What makes this such a bad star isn’t maneuvering around the moving bars. That part’s actually pretty easy. The worst thing about this star is its repetitiveness. The formula for every power star in this world is the same: climb up the platforms to reach the top of the clock and grab the power star.
Climb up the clock. Get the star. Rinse and repeat.
Big Boo’s Haunt: Big Boo’s Balcony
Without a doubt, Big Boo’s Haunt is one of Super Mario 64’s best worlds. It’s a huge world with Big Boo’s mansion sitting right in the middle. The level is full of so many secrets, hidden passages, and unique enemies.
Playing through Big Boo’s Haunt, it feels obvious that this world was part of the inspiration behind the fantastic Luigi’s Mansion series.

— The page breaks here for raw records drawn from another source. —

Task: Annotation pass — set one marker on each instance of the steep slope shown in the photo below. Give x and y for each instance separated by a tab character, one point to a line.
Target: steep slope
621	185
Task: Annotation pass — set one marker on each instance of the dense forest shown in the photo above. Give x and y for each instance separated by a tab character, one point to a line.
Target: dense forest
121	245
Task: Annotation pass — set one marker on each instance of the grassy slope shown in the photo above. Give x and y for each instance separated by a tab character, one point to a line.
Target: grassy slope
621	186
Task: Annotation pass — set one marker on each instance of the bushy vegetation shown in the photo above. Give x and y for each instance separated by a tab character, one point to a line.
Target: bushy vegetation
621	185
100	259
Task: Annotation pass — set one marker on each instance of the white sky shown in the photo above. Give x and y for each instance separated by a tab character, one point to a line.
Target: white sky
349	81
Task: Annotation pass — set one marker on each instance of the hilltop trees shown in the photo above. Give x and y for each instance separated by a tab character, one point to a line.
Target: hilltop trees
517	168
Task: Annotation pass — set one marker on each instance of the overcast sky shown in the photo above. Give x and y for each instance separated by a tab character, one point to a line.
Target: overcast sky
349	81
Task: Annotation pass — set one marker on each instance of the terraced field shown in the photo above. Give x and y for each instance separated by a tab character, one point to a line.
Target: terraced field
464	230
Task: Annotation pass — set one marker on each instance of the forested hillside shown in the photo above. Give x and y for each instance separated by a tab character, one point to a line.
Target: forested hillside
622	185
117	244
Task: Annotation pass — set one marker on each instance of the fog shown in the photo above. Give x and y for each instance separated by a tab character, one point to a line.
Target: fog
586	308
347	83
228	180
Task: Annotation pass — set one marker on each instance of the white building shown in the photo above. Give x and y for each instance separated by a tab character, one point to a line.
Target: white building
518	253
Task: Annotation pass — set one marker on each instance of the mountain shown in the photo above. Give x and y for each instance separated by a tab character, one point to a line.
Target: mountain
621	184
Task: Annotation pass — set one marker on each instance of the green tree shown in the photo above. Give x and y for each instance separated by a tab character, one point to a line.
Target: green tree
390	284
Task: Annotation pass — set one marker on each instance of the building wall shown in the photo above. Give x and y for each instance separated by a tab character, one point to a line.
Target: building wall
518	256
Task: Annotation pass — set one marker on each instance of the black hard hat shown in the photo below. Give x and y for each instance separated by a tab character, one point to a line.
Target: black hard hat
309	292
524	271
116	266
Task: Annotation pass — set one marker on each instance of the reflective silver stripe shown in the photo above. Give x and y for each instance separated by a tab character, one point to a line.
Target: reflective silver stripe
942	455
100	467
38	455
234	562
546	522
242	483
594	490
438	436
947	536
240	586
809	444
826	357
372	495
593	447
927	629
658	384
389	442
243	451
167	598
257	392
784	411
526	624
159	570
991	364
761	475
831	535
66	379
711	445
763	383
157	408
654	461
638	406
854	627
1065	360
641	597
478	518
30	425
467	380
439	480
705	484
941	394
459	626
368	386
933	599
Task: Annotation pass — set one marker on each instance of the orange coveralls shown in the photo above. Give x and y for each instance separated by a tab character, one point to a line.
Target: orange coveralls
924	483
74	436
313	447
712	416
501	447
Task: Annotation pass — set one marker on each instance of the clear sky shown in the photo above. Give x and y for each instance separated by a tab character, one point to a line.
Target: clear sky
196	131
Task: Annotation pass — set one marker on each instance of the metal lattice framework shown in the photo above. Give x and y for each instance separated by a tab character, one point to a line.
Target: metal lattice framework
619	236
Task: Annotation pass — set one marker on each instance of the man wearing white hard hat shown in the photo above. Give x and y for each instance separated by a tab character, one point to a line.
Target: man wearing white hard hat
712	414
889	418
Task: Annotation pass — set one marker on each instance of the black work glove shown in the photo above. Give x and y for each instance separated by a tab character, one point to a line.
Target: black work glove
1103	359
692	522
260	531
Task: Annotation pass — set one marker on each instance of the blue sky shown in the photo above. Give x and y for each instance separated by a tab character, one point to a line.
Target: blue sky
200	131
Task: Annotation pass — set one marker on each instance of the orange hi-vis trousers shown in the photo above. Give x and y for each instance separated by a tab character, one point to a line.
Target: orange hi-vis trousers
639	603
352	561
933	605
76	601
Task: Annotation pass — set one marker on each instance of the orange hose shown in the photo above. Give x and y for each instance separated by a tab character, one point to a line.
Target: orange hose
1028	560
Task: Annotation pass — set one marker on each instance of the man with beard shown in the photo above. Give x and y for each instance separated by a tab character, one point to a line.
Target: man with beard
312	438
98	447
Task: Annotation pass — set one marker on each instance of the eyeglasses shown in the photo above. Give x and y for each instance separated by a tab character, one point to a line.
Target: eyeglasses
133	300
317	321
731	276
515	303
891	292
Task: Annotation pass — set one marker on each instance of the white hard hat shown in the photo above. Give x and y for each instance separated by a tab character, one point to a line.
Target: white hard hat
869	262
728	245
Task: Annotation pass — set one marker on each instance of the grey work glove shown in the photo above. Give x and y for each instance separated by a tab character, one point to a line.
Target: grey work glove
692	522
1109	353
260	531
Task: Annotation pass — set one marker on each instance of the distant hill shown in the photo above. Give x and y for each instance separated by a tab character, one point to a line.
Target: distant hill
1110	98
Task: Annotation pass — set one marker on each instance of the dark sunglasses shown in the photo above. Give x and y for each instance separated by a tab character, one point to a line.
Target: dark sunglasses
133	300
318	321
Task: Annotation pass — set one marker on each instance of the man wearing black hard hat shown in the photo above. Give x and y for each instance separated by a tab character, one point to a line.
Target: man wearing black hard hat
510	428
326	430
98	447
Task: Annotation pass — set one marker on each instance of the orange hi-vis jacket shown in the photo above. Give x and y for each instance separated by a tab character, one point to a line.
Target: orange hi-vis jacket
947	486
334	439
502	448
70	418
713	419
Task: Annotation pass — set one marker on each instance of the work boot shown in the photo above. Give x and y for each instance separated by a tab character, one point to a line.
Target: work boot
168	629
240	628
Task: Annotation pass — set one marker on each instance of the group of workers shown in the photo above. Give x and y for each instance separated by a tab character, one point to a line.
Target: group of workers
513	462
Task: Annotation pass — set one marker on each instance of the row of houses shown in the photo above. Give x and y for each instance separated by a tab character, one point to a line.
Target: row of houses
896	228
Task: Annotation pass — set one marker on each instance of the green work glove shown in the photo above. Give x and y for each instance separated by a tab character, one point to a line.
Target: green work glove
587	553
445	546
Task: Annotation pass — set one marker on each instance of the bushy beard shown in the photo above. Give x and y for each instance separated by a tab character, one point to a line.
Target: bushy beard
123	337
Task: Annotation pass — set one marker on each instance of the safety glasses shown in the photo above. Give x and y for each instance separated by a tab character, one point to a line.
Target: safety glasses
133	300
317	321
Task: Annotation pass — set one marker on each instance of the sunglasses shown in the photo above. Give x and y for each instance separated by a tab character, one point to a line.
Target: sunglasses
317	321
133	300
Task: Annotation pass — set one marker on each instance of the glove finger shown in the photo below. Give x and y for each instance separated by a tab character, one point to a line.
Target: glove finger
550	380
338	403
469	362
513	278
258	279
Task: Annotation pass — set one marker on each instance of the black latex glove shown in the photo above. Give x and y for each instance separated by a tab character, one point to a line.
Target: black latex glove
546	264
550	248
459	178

But one of its power stars — Big Boo’s Balcony — is more than a little tedious.
To claim this power star, Mario must explore the mansion and use a well-timed wall-jump to get up to the mansion’s upper level. At the top of the mansion, Mario walks out on the balcony to face Big Boo.
The balcony’s really small, and there’s no railing. With one false step, you’re falling off. Mario has to maneuver around Boo’s balcony and punch the ghost three times. After that third hit, Boo releases his power star, and it flies to the top of the mansion.
After navigating the maze of the mansion and fighting Big Boo, Mario has to find a way to get on the roof. And it’s not easy. You have to long-jump off the balcony and try to land on a small flat area and walk very carefully toward the power star. Be careful — the roof is steep, and if you step off, you’ll fall off the mansion and have to start over.
Castle Secret Stars: Tower of the Wing Cap 8 Red Coins
There’s no denying it: Tower of the Wing Cap 8 Red Coins is one of the toughest and most frustrating secret stars in Super Mario 64. The 8 red coins are arranged in a spiral pattern around the center tower. To get them all, you have to fly around the tower, following the path of the yellow coins. The tough part, though, is once you lose altitude, you can’t get it back. If you miss a coin on the way down, you have to start over.
It might be even harder today than it was in 1996. Here’s why: After more than 25 years of updated gameplay — especially flying mechanics — have spoiled us. In 1996, we were flying around in three dimensions for the first time. Today, though, developers have refined flying to make it feel much more intuitive.
With 120 of them, every power star can’t be great. These seven power stars are the ones I dread the most when I start a new Super Mario 64 playthrough.